At Thermo Fisher Scientific, you’ll discover meaningful work that makes a positive impact on a global scale. Join our colleagues in bringing our Mission to life - enabling our customers to make the world healthier, cleaner and safer. We provide our teams with the resources needed to achieve individual career goals while taking science a step beyond through research, development and delivery of life-changing therapies. With clinical trials conducted in 100+ countries and ongoing development of novel frameworks for clinical research through our PPD clinical research portfolio, our work spans laboratory, digital and decentralized clinical trial services as well as post-approval support. Your determination to deliver quality and accuracy will improve health outcomes that people and communities depend on – now and in the future.

Discover Impactful Work:

PPD has been providing comprehensive pharmacovigilance (PV) services to the industry for more than 25 years, and currently employs over 1300 PV professionals globally. Whilst most of our work to date has been delivered from our multiple “hub” locations throughout the world, we are now looking to increase the number of smaller “spoke” locations to help us deliver local (in-country) PV services. As a Safety Specialist you will be responsible for performing day-to-day PV activities within a highly regulated environment and driven by strict timelines, which may include but not be limited to monitoring for, collecting, translating, disseminating and tracking of safety information and serving as a regulatory authority contact point. Your role may also include:

• Supporting our global PV operations with activities such as data entry, coding and assessment of adverse events, follow-up, tracking of reports, and regulatory reporting activities.
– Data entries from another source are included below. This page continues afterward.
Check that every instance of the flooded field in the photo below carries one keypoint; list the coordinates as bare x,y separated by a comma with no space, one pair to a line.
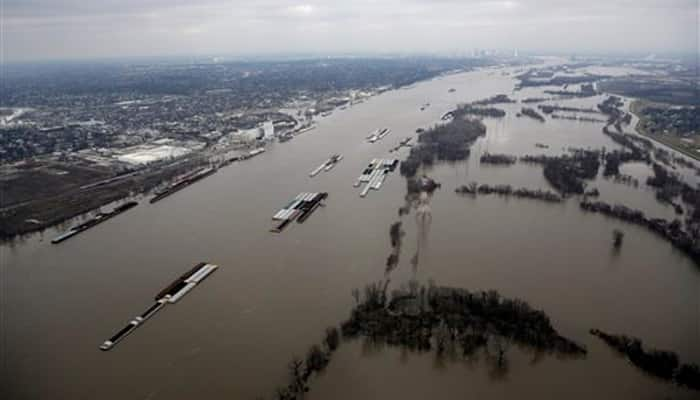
274,294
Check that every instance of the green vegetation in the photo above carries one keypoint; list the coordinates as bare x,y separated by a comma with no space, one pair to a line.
432,317
498,159
677,128
567,173
507,191
530,112
449,142
497,99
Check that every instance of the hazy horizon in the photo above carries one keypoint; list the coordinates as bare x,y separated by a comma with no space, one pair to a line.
70,29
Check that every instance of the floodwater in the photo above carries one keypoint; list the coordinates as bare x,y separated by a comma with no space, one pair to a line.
274,294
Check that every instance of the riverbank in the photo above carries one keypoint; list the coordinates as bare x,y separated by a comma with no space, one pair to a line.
673,143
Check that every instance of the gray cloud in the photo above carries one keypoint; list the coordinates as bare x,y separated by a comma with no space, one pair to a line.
44,29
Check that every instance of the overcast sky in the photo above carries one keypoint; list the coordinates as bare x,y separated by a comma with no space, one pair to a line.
64,29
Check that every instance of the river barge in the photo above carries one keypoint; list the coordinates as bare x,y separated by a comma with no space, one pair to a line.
182,183
378,134
374,174
299,209
171,294
327,165
97,219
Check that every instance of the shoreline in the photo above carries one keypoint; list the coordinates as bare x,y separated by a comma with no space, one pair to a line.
634,109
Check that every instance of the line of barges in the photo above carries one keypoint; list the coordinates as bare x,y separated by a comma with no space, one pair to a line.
97,219
171,294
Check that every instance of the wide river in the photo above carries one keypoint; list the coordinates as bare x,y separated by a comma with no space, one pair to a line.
274,294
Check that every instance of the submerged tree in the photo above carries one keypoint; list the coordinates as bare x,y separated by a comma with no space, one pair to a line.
618,236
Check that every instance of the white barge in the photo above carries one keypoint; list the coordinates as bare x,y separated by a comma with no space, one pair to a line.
171,294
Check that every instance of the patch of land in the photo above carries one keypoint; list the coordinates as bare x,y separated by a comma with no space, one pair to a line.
664,131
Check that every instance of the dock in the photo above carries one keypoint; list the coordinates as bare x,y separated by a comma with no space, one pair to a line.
182,183
170,295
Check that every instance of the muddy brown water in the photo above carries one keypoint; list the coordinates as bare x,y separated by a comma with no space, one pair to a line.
274,294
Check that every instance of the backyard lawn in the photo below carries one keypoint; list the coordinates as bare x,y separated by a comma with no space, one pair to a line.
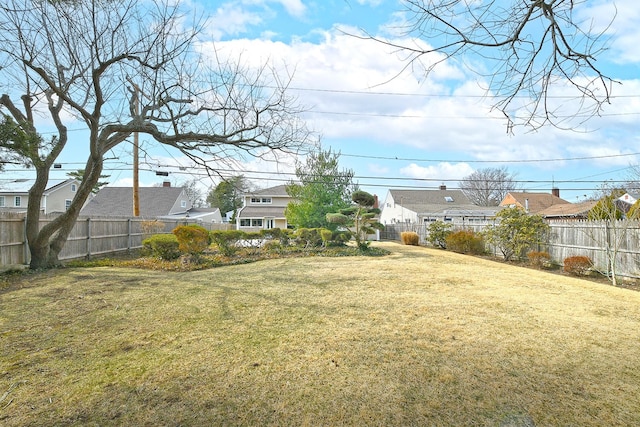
418,337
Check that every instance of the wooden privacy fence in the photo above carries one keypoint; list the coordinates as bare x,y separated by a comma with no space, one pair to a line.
599,240
90,236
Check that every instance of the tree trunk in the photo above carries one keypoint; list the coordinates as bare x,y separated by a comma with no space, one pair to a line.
46,243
• Effectively collaborating with various parties across the world such as project team members, client contacts, reporters, and third-party vendors.

• Assisting in the preparation of departmental and project-specific procedures and processes; preparing for and attending meetings, audits and regulatory authority inspections. 

This is an excellent opportunity for anyone looking to advance their affiliate PV career whilst gaining exposure to more headquarters PV activities in both the post-approval and clinical trial settings.

A day in the Life:

• Performs day-to-day PV activities as described above. May participate in on-call duties for specific projects to ensure 24-hr coverage for calls from regulatory authorities. 

• Reviews regulatory/pharmacovigilance publications and information sources to keep updated on current regulations, practices and procedures.

• Reviews cases for quality, consistency, and accuracy, including review of peer reports. 

• Prepares and maintains regulatory safety reports. 

• Assists with routine project implementation and coordination, including presentations at client meetings, and review of metrics and project budgets.

• Mentors less experienced staff

Education

• Bachelor's degree or equivalent and relevant formal academic / vocational qualification. 

• Previous experience that provides the knowledge, skills, and abilities to perform the job (comparable to 2+ years). 

• In some cases an equivalency, consisting of a combination of appropriate education, training and/or directly related experience, will be considered sufficient for an individual to meet the requirements of the role. 

Knowledge, Skills, Abilities

• Strong critical thinking and problem-solving skills 

• Good oral and written communication skills including paraphrasing skills 

• Good command of English and ability to translate information from/to local language where required 

• Computer literate with the ability to work within multiple databases 

• Previous exposure to Microsoft Office packages (including Outlook, Teams, Word, Excel and Powerpoint) 

• Understanding the importance of and compliance with procedural documents and regulations 

• Ability to manage and prioritize a variety of tasks and meet strict deadlines with limited supervision 

• Strong attention to detail 

• Ability to maintain a positive and professional demeanor in challenging circumstances 

• Ability to work effectively within a team to attain a shared goal 

Thermo Fisher Scientific is an EEO/Affirmative Action Employer and does not discriminate on the basis of race, color, religion, sex, sexual orientation, gender identity, national origin, protected veteran status, disability or any other legally protected status.